The two nations’ defense ministries “are carrying out consultations” and pushing ahead with the establishment of the liaison mechanism, he said in Beijing.

In June 2012, defense authorities in both countries agreed in principle on a set of measures, such as setting up a hotline and unifying radio frequencies for warships and planes around the Diaoyu Islands, Kyodo News reported.

However, they have yet to enforce the measures, given that the Sino-Japanese relationship plunged after Tokyo’s illegal nationalization of the islands.

The restart of negotiations came just weeks after Beijing and Tokyo reached a major breakthrough by announcing a four-point agreement in which Japan, for the first time, acknowledged the existence of a dispute over the islands.

Geng said the contents of the four-point agreement are “very clear”, and he urged Japan to observe it and properly deal with sensitive issues.

China and Japan currently have no divergence on establishing better liaison, and they are likely to sign a maritime liaison mechanism agreement if conditions are ripe, Qian Lihua, former director of the Defense Ministry’s Foreign Affairs Office, said last week.

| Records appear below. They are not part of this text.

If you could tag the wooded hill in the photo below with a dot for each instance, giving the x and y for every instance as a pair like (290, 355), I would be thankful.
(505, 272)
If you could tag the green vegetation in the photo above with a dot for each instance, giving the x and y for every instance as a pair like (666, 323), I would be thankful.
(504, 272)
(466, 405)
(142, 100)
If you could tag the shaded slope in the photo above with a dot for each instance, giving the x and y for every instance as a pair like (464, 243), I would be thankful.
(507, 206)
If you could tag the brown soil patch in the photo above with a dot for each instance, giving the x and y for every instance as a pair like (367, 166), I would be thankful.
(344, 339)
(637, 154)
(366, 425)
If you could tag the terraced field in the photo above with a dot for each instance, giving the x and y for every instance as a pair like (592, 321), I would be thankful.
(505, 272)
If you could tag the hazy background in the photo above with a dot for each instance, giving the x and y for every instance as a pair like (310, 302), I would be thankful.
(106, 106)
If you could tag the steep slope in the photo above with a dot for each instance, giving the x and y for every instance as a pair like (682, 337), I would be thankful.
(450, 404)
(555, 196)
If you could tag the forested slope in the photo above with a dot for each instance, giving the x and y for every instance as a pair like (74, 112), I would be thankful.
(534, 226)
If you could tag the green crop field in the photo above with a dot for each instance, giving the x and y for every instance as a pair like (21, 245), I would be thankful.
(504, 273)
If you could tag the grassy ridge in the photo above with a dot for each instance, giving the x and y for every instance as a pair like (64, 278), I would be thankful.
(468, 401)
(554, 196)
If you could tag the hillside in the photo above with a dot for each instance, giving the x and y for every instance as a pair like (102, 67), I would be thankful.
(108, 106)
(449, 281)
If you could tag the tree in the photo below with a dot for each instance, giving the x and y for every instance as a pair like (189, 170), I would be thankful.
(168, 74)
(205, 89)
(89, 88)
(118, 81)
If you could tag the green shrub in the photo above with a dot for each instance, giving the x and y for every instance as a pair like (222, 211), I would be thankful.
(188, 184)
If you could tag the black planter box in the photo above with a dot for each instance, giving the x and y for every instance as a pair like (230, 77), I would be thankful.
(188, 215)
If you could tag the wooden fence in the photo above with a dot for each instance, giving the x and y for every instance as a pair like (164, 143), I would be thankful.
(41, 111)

Jiang Xinfeng, an expert on Japanese studies at the PLA Academy of Military Science, said the restarted talks are likely to yield a result, as both countries need the liaison platform and need to prevent accidents and conflicts.

Shen Shishun, an Asia-Pacific studies researcher at the China Foundation for International Studies, said the countries should create conditions to establish the mechanism, or at least keep the status quo and avoid actions that could escalate.

It will take time to see whether Japan takes concrete steps to uphold and implement the four-point agreement, Shen said.

Japan protested after a fleet of China Coast Guard vessels recently patrolled territorial waters of the Diaoyu Islands.

Foreign Ministry spokeswoman Hua Chunying said on Nov 26 that the vessels were performing their duty in exercising sovereignty in accordance with the law. She urged the Japanese to refrain from saying or doing anything that would undermine China’s sovereignty.